# Too Much Soffit Venting?



## atw58 (Feb 8, 2008)

Hi all,

I live near Toronto Canada and want to add blown cellulose to the existing R40 blown fiberglass in the attic. The house has a hip roof with qty 6 8X8 inch roof vents. The square footage of the attic is approx 1500 sq ft.

The builder blocked 80% of the soffits with fiberglass where the top plate and roof meets before filling with blown fiberglass. The remaining 20% have plywood nailed into the rafters to create air intake chute.

Now comes my question -- should I unblock the all remaining soffits and add similar plywood wind baffle venting or the plastic vent chutes. In the summer it is extremely hot in the attic so more intake venting from the soffits should cool things considerably. On the other hand, there will be less insulation between the top of the walls and the roof. Can there be too much soffit venting.


Thanks,
Art


----------



## Ed the Roofer (Jan 27, 2007)

The insulation that extends over the soffits are doing absolutely no good anyways, so unblock the soffit vents.
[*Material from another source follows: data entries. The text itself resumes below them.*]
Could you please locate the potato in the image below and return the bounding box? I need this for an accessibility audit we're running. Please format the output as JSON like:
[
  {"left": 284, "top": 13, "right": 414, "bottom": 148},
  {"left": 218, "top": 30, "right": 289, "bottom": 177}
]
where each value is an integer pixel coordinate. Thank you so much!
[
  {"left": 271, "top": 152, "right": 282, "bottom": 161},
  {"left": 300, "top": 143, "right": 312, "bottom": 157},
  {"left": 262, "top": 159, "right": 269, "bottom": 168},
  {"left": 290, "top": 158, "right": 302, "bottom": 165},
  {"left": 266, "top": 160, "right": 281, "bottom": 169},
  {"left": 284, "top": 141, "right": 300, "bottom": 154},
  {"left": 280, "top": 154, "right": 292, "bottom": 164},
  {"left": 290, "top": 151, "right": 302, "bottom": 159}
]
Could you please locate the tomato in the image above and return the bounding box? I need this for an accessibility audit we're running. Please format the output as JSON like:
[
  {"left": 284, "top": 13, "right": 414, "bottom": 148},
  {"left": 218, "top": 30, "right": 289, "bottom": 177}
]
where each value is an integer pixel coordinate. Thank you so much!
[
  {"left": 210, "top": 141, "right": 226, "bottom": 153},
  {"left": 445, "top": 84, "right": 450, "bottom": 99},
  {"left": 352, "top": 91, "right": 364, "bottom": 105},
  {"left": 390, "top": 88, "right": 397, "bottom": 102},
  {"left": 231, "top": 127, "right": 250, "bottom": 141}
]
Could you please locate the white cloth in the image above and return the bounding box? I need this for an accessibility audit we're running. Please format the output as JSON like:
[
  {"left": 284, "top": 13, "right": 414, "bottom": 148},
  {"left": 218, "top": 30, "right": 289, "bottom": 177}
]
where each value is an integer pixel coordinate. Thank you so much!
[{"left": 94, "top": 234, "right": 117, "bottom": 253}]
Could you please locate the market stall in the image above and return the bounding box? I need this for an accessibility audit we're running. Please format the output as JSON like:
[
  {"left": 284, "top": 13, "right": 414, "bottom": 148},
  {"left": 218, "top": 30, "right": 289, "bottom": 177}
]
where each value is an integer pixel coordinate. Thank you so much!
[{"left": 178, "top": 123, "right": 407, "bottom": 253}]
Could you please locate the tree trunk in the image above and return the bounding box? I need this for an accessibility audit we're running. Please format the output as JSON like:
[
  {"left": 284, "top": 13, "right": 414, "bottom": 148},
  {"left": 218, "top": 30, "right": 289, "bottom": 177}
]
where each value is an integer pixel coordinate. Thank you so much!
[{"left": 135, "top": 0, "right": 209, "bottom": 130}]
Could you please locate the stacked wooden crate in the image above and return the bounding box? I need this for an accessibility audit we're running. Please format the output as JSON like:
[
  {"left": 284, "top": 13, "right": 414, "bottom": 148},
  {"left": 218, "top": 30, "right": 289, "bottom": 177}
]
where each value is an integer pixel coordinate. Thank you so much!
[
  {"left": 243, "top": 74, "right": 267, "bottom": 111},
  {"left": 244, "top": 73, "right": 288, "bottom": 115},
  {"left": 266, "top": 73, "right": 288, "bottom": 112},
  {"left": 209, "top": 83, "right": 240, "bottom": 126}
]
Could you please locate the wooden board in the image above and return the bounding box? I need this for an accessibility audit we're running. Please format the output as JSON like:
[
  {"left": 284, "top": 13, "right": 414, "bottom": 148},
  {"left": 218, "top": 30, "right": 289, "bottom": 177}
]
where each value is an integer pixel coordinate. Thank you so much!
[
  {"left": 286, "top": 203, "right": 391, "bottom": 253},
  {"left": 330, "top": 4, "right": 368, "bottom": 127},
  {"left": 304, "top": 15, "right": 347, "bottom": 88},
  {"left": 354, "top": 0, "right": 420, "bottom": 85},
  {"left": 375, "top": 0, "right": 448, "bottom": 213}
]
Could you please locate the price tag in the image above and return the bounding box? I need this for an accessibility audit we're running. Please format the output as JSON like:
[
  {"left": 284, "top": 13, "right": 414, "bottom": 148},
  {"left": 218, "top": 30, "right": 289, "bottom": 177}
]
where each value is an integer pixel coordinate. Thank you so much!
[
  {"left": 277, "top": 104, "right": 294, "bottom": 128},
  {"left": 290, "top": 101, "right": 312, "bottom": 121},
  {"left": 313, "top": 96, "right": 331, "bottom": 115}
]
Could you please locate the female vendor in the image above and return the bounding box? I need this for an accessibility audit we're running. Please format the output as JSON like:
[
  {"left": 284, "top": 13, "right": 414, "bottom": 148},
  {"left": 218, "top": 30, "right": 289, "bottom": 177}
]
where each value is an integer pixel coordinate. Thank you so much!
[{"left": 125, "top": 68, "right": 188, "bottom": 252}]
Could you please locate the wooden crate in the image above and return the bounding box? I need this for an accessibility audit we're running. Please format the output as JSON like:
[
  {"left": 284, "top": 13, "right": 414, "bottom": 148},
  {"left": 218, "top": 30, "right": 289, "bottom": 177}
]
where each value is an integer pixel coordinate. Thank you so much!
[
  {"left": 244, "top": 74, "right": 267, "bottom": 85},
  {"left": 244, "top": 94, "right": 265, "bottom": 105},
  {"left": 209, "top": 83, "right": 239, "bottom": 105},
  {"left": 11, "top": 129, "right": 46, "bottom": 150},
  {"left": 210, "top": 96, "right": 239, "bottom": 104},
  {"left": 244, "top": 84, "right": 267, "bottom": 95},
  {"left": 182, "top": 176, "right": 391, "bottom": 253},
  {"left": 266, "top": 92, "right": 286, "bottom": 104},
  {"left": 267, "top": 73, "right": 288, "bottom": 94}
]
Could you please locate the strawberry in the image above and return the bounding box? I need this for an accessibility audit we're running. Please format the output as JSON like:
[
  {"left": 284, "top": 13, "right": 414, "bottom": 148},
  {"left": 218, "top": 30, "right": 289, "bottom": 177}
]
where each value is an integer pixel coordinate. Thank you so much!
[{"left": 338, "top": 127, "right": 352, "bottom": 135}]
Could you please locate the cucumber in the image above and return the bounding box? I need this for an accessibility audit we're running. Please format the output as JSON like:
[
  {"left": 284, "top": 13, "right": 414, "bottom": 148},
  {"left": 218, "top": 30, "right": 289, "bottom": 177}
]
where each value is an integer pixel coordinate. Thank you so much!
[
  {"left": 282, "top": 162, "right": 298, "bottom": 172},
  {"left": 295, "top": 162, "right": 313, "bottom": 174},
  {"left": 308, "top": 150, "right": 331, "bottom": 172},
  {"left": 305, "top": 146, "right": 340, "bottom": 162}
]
Unless you are in a Coastal High wind Region, the more Intake Ventilation you have, the better off you are.

Ed


----------



## Chemist1961 (Dec 13, 2008)

Hi Art,
Ed is absolutely on the money. You will find info www.buildingscience.com
There is a correct ratio between rooftop and soffit venting. Too tight a soffit opening cfreates a funnel effect. I had my roof redone last year and increasd the rooftop vents.
The upper level is noticeable cooler in summer now and I am upgrading insul to R50 as well. I am also adding venting in the plywood soffits by doubling the grille dimension and adding additional ones. You can also install a liner baffle attached to the underside of the roof which channels air above the insulation up toward the roof top while retaining the insulation above your wall's top plate. 
FYI if you have a home energy audit done for about $300 before you add the insul you will likely get a provincial/federal rebate which covers most of if not all of your entire cost. Then apply for the new HRTC home reno credit and you'll be money ahead:thumbsup:


----------